Ce que j’aurais dû regarder avant de partir, et pourquoi ça change tout

J'aurais dû commencer par le bulletin côtier, puis par la carte des vents en mer, avant même de charger les sacs. J'aurais aussi dû regarder la houle résiduelle dans le port, parce qu'elle n'a rien d'un détail quand un bassin reçoit de la mer de travers. Le ciel propre du matin ne disait rien sur ce qui arrivait derrière l'horizon. C'est là que j'ai compris la différence entre un départ possible sur le papier et un départ tenable au ponton.

  • Le vent de travers à la sortie, qui fait dériver le bateau dans la passe.
  • Le clapot court et cassant à l'entrée du port, même quand la mer paraît calme depuis la terre.
  • La houle de secteur ouest qui rentre dans le bassin et fait taper la coque.
  • Les drapeaux du port qui claquent plus fort que d'habitude, juste avant le grain.

Ce que j'avais raté, c'était la vitesse du basculement. Un front peut arriver la nuit, charger l'air, puis fermer la fenêtre avant le petit déjeuner. J'ai vu ça à plusieurs reprises entre Collioure, le Cap Béar et le Cap de Creus, et la mer n'attend pas qu'on se décide. En tant que rédactrice spécialisée en voile, j'ai fini par noter que la marge de 24 h change tout, même quand le matin paraît tranquille.

Le plus traître, c'est que tout peut sembler acceptable une heure avant. Puis le vent se cale, la ligne d'horizon se fonce, et le port devient un endroit où l'on reste. Je n'avais pas pris cette marge, et j'ai payé l'impatience en heures perdues. J'aurais préféré apprendre ça sur une page blanche, pas avec les amarres qui grincent derrière moi.

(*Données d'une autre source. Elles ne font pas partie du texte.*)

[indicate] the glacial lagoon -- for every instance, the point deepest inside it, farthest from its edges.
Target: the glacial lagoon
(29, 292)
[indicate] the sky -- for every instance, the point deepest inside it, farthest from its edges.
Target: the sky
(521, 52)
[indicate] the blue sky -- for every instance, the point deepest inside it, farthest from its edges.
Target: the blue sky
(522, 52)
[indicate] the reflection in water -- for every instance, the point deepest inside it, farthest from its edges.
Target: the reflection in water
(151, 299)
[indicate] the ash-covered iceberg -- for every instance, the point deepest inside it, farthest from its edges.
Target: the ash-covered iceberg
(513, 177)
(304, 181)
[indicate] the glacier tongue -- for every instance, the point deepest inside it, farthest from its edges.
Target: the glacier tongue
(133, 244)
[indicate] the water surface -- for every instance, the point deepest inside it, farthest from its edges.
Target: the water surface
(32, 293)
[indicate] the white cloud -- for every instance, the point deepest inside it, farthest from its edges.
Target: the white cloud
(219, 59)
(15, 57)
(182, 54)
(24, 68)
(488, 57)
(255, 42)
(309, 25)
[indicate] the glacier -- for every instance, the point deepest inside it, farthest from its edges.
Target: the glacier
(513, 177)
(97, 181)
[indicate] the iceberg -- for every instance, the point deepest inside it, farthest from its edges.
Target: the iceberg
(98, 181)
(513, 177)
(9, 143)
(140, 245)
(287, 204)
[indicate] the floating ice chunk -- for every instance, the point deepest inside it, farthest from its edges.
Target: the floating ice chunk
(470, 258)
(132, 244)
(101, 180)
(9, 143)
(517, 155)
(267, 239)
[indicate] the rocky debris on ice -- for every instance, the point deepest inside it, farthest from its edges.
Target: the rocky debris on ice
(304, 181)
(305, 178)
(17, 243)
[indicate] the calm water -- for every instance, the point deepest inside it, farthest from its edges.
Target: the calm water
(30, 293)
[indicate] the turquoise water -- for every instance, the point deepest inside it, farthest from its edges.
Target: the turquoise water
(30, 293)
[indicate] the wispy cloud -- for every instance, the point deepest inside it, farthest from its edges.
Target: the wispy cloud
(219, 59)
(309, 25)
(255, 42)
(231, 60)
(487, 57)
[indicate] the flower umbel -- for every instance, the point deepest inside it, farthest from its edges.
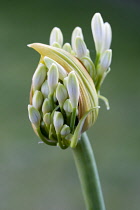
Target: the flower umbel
(66, 85)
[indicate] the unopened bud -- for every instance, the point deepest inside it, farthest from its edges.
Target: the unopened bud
(37, 99)
(97, 27)
(47, 106)
(61, 94)
(68, 106)
(67, 47)
(56, 36)
(107, 38)
(69, 137)
(58, 121)
(39, 76)
(73, 89)
(53, 77)
(45, 89)
(65, 81)
(56, 44)
(34, 116)
(62, 72)
(105, 60)
(65, 130)
(47, 118)
(76, 32)
(81, 48)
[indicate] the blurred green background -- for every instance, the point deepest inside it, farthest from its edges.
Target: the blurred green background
(38, 177)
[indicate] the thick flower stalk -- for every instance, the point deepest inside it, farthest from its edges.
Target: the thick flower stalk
(66, 84)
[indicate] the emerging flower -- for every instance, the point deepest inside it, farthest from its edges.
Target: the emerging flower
(66, 84)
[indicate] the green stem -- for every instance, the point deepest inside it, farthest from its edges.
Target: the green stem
(88, 174)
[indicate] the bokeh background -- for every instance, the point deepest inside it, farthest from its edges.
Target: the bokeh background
(38, 177)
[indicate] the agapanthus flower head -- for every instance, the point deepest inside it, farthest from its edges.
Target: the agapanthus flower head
(66, 85)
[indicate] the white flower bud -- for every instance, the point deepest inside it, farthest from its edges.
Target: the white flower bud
(68, 106)
(105, 60)
(97, 27)
(61, 94)
(58, 121)
(77, 32)
(39, 76)
(37, 99)
(34, 116)
(47, 118)
(65, 130)
(56, 36)
(65, 81)
(56, 44)
(67, 47)
(69, 137)
(107, 38)
(53, 77)
(81, 48)
(47, 106)
(45, 89)
(73, 89)
(89, 66)
(62, 72)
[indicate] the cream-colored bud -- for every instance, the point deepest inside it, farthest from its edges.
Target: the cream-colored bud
(47, 106)
(73, 89)
(68, 106)
(39, 76)
(65, 130)
(77, 32)
(45, 89)
(47, 118)
(61, 94)
(97, 27)
(56, 36)
(62, 72)
(34, 116)
(67, 47)
(81, 48)
(107, 38)
(37, 99)
(53, 77)
(58, 121)
(105, 60)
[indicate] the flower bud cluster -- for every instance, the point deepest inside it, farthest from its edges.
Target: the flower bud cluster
(54, 103)
(66, 84)
(102, 36)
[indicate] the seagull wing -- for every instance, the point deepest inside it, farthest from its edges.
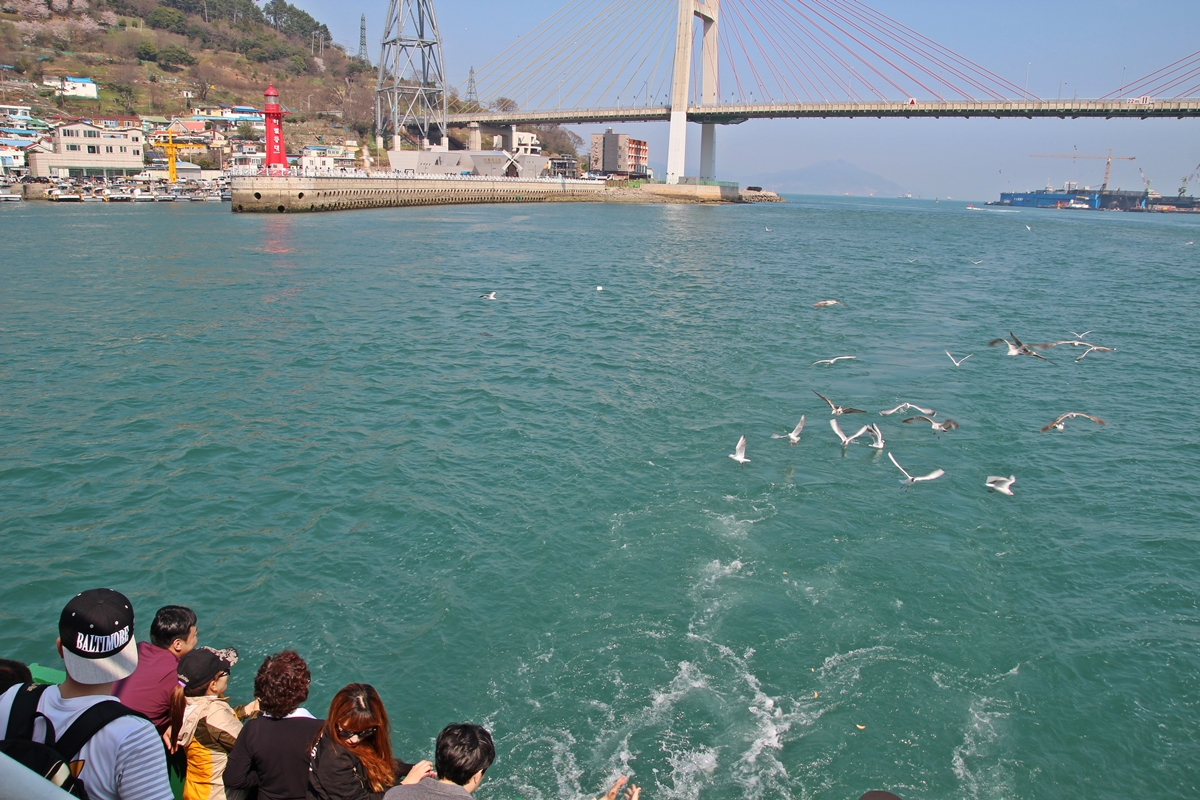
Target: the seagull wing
(899, 467)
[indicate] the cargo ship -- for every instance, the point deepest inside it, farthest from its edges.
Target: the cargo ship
(1086, 198)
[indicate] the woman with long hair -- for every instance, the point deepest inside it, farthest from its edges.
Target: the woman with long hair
(352, 757)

Aujourd’hui je vérifie tout, et je ne passe plus deux nuits à écouter le bateau souffrir

Avant un départ, j'ouvre le bulletin côtier, puis je regarde la carte des vents en mer, puis je compare la houle avec l'entrée du port. Je le fais la veille, puis une seconde fois juste avant d'appareiller, parce que la nuit change plus de choses qu'on ne le croit. Je regarde aussi le quai, les drapeaux, les amarres du voisin, et cette petite tension dans l'air qui annonce le grain. Mon travail de rédactrice spécialisée en voile m'a appris à ne pas me fier à une seule image propre sur un écran.

Le résultat, je le vois tout de suite. J'ai moins de stress au moment de larguer, je ne tourne plus en rond au ponton, et je laisse moins de traces sur le matériel. Avec ma compagne, sans enfants, on a retrouvé des départs plus calmes, sans cette impression de partir contre le temps. Même l'attente perd sa dureté quand la fenêtre est nette et que le bateau ne tape plus toute la nuit.

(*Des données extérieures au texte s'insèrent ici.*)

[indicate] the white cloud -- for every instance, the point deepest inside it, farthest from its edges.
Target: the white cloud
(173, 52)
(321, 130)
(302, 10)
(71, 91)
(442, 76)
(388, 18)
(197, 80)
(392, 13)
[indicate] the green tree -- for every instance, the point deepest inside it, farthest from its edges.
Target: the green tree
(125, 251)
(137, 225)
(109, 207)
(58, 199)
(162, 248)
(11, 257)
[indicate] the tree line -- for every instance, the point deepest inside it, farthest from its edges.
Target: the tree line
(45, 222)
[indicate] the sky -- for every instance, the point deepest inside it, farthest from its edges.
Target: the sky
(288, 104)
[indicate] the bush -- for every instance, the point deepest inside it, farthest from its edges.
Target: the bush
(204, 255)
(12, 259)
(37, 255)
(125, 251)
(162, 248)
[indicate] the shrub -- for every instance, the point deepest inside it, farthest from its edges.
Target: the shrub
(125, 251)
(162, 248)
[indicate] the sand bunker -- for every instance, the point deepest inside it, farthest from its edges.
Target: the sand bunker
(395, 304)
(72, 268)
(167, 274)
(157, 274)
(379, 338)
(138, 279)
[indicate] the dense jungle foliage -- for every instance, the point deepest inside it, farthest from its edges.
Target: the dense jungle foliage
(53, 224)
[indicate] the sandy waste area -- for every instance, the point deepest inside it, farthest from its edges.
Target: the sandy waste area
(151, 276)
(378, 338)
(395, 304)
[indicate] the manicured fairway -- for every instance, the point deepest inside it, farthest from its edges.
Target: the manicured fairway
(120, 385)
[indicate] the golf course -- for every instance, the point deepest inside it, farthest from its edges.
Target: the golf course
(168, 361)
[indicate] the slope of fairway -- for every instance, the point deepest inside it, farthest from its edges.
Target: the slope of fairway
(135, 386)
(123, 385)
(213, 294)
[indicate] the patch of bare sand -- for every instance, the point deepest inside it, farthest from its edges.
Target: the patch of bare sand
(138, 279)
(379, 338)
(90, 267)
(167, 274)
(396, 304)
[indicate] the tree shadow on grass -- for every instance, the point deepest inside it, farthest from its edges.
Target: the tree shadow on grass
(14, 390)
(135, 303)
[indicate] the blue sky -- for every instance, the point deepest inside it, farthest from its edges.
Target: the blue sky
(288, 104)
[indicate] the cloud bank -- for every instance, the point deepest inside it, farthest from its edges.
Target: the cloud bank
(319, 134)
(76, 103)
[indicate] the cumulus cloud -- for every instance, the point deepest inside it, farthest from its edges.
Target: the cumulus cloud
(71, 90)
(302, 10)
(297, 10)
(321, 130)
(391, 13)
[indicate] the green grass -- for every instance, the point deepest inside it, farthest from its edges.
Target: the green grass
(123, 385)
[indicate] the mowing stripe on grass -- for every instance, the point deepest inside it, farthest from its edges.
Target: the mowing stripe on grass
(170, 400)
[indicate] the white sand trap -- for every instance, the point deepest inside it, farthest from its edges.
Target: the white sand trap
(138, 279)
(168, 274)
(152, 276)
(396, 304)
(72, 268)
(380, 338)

La nuit où j'ai entendu les cordages claquer comme des fouets, je me suis jurée de ne plus jamais partir sans météo marine. Si j'avais su plus tôt ce que la mer faisait déjà derrière Port-Vendres, j'aurais gardé mes 103 euros, mes deux jours à quai, et mes nerfs. Quand on peut attendre vingt-quatre heures on évite plusieurs fois ce genre de sortie ratée. Moi, j'ai appris ça dans le bruit des aussières, et ça m'est resté accroché plus fort que le sel sur le pont.